Das “Baake-Papier” ist sogar von etwas ausgegangen, woran die Börsenexperten in Deutschland schon lange nicht mehr glauben: Dass der Börsenpreis für die Megawattstunde Strom wieder steigen wird von 32 auf 44 Euro.

Klammer auf: Mit den höheren Abgaben für ältere Kohlemeiler wollte Gabriel unter anderem dafür sorgen, dass ein Teil der alten Kraftwerke sehr bald vom Markt verschwindet und die verbleibenden Kraftwerke ihren Strom dann teurer verkaufen könnten.
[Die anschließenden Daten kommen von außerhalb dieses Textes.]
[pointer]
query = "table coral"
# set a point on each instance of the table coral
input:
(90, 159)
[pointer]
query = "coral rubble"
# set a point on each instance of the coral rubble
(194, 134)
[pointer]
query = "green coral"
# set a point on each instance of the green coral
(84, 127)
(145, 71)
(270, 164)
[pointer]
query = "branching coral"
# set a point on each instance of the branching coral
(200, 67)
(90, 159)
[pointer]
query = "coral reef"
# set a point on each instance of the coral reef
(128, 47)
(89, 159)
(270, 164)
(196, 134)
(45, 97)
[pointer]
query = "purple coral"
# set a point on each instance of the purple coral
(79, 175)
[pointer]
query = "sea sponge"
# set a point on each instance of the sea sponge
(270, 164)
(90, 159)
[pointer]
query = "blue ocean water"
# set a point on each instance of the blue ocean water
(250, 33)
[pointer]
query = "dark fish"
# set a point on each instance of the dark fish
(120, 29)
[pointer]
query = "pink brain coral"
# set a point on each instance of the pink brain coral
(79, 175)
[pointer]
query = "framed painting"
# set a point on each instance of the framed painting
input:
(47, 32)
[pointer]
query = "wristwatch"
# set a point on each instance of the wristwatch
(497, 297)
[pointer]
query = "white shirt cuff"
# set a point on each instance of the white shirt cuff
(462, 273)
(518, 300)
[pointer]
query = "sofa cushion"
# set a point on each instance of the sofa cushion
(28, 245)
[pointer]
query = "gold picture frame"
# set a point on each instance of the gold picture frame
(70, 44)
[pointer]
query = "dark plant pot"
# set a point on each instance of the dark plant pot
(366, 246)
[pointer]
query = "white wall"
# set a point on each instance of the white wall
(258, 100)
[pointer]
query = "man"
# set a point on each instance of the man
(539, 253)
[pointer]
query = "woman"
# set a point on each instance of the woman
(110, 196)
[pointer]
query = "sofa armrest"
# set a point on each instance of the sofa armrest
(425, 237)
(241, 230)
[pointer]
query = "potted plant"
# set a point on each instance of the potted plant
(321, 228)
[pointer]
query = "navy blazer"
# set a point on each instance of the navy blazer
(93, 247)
Aus dieser Warte heraus ist das Papier ein Versuch, einen Teil der moderneren Kraftwerke noch für ein paar Jahre rentabel zu halten. Klammer zu.

Aber die Lazard-Studie kommt zu dem Ergebnis, dass die Kapazitäten von erneuerbaren Stromanlagen mittlerweile so groß sind, dass der Strompreis an den Terminmärkten auf Jahre hinaus niedrig bleiben wird und auch in fünf Jahren noch bei 32,50 Euro je Megawattstunde hängt.

Ein Blick an die Strombörse der EEX in Leipzig: In den letzten zwei Tagen wurde der Strom hier zwischen 20 und 35 Euro je Megawattstunde gehandelt.

Und die knallharte Feststellung der Investment-Leute: Bei diesem Preis sind neun von zehn deutschen Kohlekraftwerken unrentabel.

Jetzt schon.

Deswegen betreibt ja Vattenfall seit Herbst 2014 den Versuch, einen Käufer für seine Braunkohlesparte zu finden. Nicht das von der IG BCE so heftig bekämpfte “Baake-Papier” gefährdet die Existenz der Kohlekraftwerke und der daran hängenden Arbeitsplätze, sondern der schlichte Verkaufspreis für Strom an den Terminbörsen. Und zwar jetzt schon. Auch wenn die IG BCE jetzt meint, von “den 38 Braunkohle-Kraftwerksblöcken würden nach Einführung des Klimabeitrags 85 bis 95 Prozent sofort unprofitabel” sein. Die Interpretation ist einfach falsch. Die schlichte Wahrheit ist: Neun von zehn deutschen Kohlekraftwerken arbeiten jetzt schon an der Grenze ihrer Rentabilität.

Ein Land wie Sachsen wäre gut beraten, sich der Realität zu stellen und ein echtes Ausstiegszenario zu entwickeln, das davon ausgeht, dass die ersten Blöcke bis 2017 vom Netz gehen und danach weitere folgen, wenn Vattenfall keinen Käufer für seine Anlagen findet, möglicherweise schneller, als es sich der kühnste Wirtschaftsminister träumen lassen kann. Und während die IG BCE die Kohle-Beschäftigten zur Demo nach Berlin getrommelt hat, protestieren Naturschützer heute am Tagebau Garzweiler in NRW mit einer Anti-Kohle-Kette gegen die weitere Verwüstung der Landschaft.